We choose to stay in Kerrville, a bit west of our original track through Hill Country, and it was a terrific choice! The town of Kerrville has a paved River Trail that runs along the banks of the Guadalupe River.
There are benches along the way, so if you want to stop for a bit of birdwatching, there’s no better place. It was a peaceful place to walk the boys, and the trail was plenty long enough for us all to get a bit of exercise – plus they were constructing an extension while we were there, so we’ll get to see a new section of the river next time through.
As you can see, the boys thoroughly enjoyed it (even though they weren’t allowed to splash in the fountains behind them). On one of our treks, we even got a glimpse of some of the local wildlife!
Rails Café on Schreiner Street has a beautiful, dog friendly patio, and made a perfect stop for lunch after we worked up an appetite walking.
We can also attest to receiving wonderful care at the Kerrville Veterinary Clinic when Buster woke up feeling ill one morning. They hustled us right in for an appointment, and Dr. Vanicek was terrific!

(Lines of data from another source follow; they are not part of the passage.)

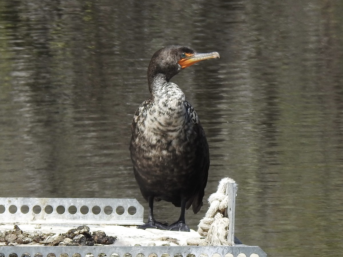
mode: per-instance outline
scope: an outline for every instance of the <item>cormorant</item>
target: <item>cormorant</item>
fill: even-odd
[[[180,46],[164,47],[152,56],[147,71],[150,98],[134,114],[130,146],[135,178],[149,205],[147,222],[139,228],[189,231],[185,209],[192,205],[197,213],[202,205],[208,145],[197,113],[169,81],[187,67],[217,57],[216,52],[198,53]],[[156,221],[154,199],[180,207],[178,220],[170,225]]]

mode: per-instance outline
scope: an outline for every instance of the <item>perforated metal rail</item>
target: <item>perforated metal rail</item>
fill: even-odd
[[[134,199],[0,198],[5,223],[140,225],[143,215]]]
[[[235,183],[228,183],[228,241],[234,236]],[[135,199],[0,198],[0,222],[140,225],[143,207]],[[134,235],[132,235],[134,236]],[[267,257],[258,246],[0,246],[0,257]]]
[[[258,246],[4,246],[0,257],[267,257]]]

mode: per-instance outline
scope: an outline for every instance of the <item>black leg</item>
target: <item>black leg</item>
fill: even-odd
[[[173,223],[169,226],[168,230],[173,231],[189,231],[189,227],[186,224],[186,222],[185,220],[185,211],[186,210],[186,201],[184,199],[181,200],[181,212],[180,215],[180,218],[176,222]]]
[[[161,222],[156,221],[154,217],[153,196],[150,196],[148,198],[148,203],[149,204],[149,215],[148,216],[147,222],[145,224],[138,226],[137,228],[142,229],[158,229],[163,230],[167,230],[167,224],[163,224]]]

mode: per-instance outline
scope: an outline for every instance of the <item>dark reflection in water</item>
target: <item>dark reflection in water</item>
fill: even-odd
[[[184,2],[0,2],[0,196],[137,198],[146,208],[131,120],[152,54],[189,45],[221,57],[173,79],[207,135],[205,197],[232,177],[245,243],[342,255],[343,4]],[[193,228],[207,207],[187,212]],[[156,210],[178,217],[169,204]]]

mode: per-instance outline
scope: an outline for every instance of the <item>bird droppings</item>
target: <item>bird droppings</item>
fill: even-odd
[[[103,231],[91,233],[89,227],[85,225],[60,234],[25,232],[16,225],[12,230],[0,232],[0,242],[10,246],[29,244],[50,246],[92,246],[112,244],[117,240],[116,236],[107,236]]]

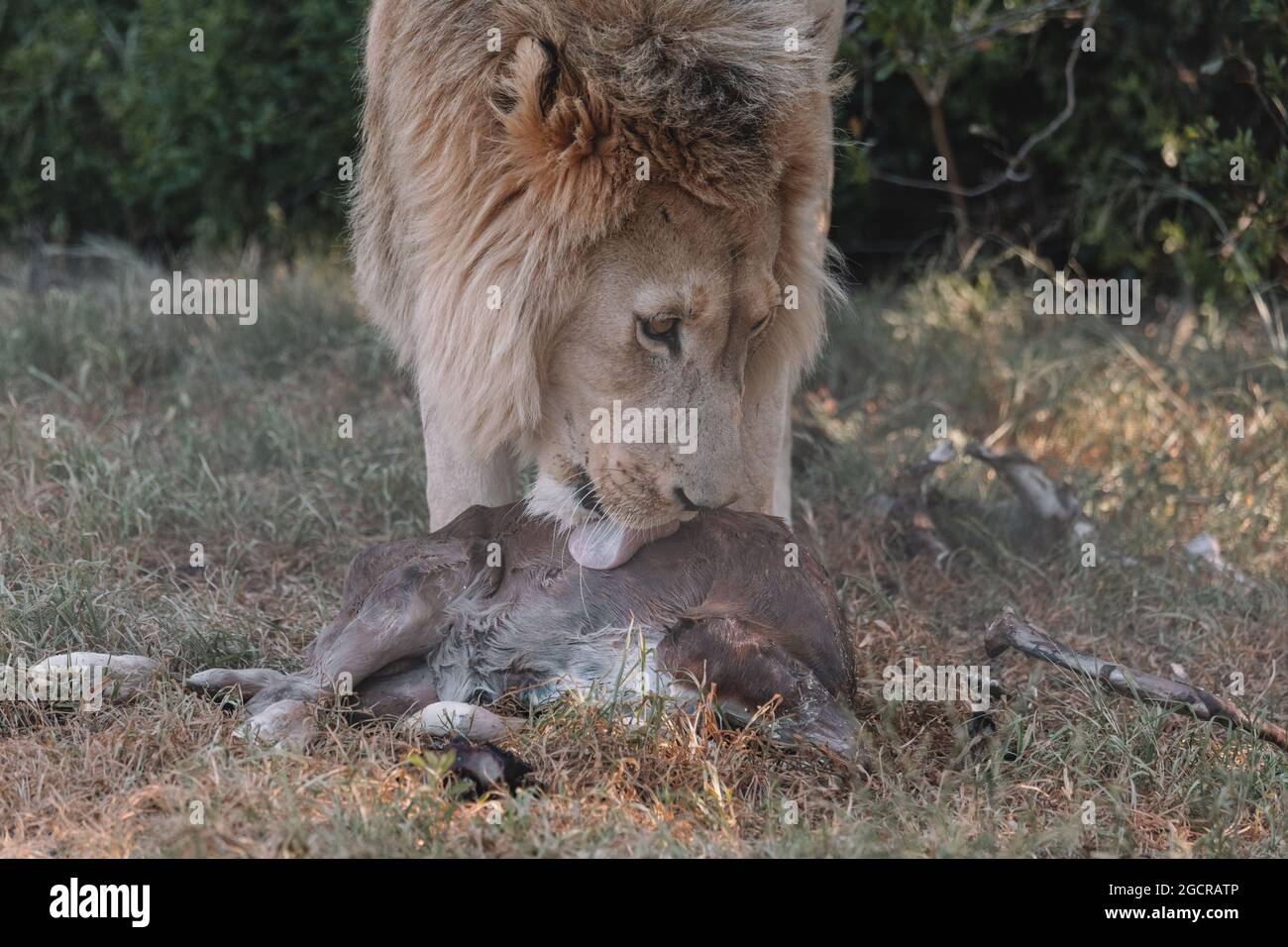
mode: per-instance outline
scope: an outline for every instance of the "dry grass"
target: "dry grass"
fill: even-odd
[[[1243,705],[1284,723],[1288,389],[1255,326],[1211,309],[1144,331],[1039,318],[987,273],[860,295],[801,401],[797,487],[799,526],[854,621],[875,778],[706,714],[640,731],[567,702],[511,746],[547,790],[495,805],[443,785],[434,747],[388,727],[328,716],[312,754],[269,752],[178,685],[214,664],[290,666],[348,558],[424,528],[416,411],[354,318],[343,264],[259,272],[254,327],[153,317],[161,268],[116,253],[99,269],[43,295],[0,289],[0,655],[142,652],[173,676],[98,714],[0,703],[0,854],[1288,853],[1288,761],[1247,737],[1016,657],[994,674],[1020,697],[984,741],[963,707],[880,696],[882,669],[908,656],[979,664],[984,622],[1015,602],[1104,657],[1176,664],[1211,689],[1242,673]],[[957,439],[1041,457],[1106,542],[1158,558],[1082,568],[1003,509],[958,517],[969,553],[949,575],[900,560],[859,500],[930,445],[938,414]],[[1005,500],[979,464],[942,479]],[[1199,531],[1257,585],[1170,553]],[[204,573],[187,568],[192,542]]]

She was calm and patient with me, and took very nice care of Buster, too.
For a bit of fun one afternoon, we buckled up the boys in their Sleepypod harnesses and drove them over to Ingram to see Stonehenge II and the Easter Island Heads of Texas. This amusing art project was created by the late Al Shepperd and his friend and neighbor, Doug Hill.
It only took a few minutes to walk around and read the plaques, so we wandered over the grounds of the Hill Country Arts Foundation and enjoyed sitting on the bank watching the river drift by. It would have been the ideal spot for a picnic – we’ll remember that for next time!
UPDATE: On March 1, 2016, Enchanted Rock State Natural Area announced that pets are no longer allowed on the Summit Trail. Leashed pets are allowed on the Loop Trail below the rock, the day-use area, and campgrounds and may not be left unattended.
For the icing on the cake, we took the boys to Enchanted Rock State Natural Area. There are more that eight miles of hiking trails here, as well as a playground, interpretive center, picnic area, restrooms, and primitive campsites … not to mention the views!
Enchanted Rock’s pink granite hump rises 425 feet above the surrounding terrain, providing a stunning panorama. We opted for the flat Loop Trail (Ty’s not much for climbing these days) and found that we had it almost entirely to ourselves! It was quiet, peaceful, and there were plenty of places to pull over and rest along the way.
In some places the rock looks like it’s skin is peeling.
On the way home, we stopped in Fredericksburg to get a bite to eat. Having visited this quaint German town many times, we always enjoy a stroll up and down Main Street admiring the shops, and following our noses into one of the local eateries. This time we fixed our sites on Cultures Grill & Bar, where dogs are welcome on the covered patio. The food was good, the boys were comfortable, and we all left happy.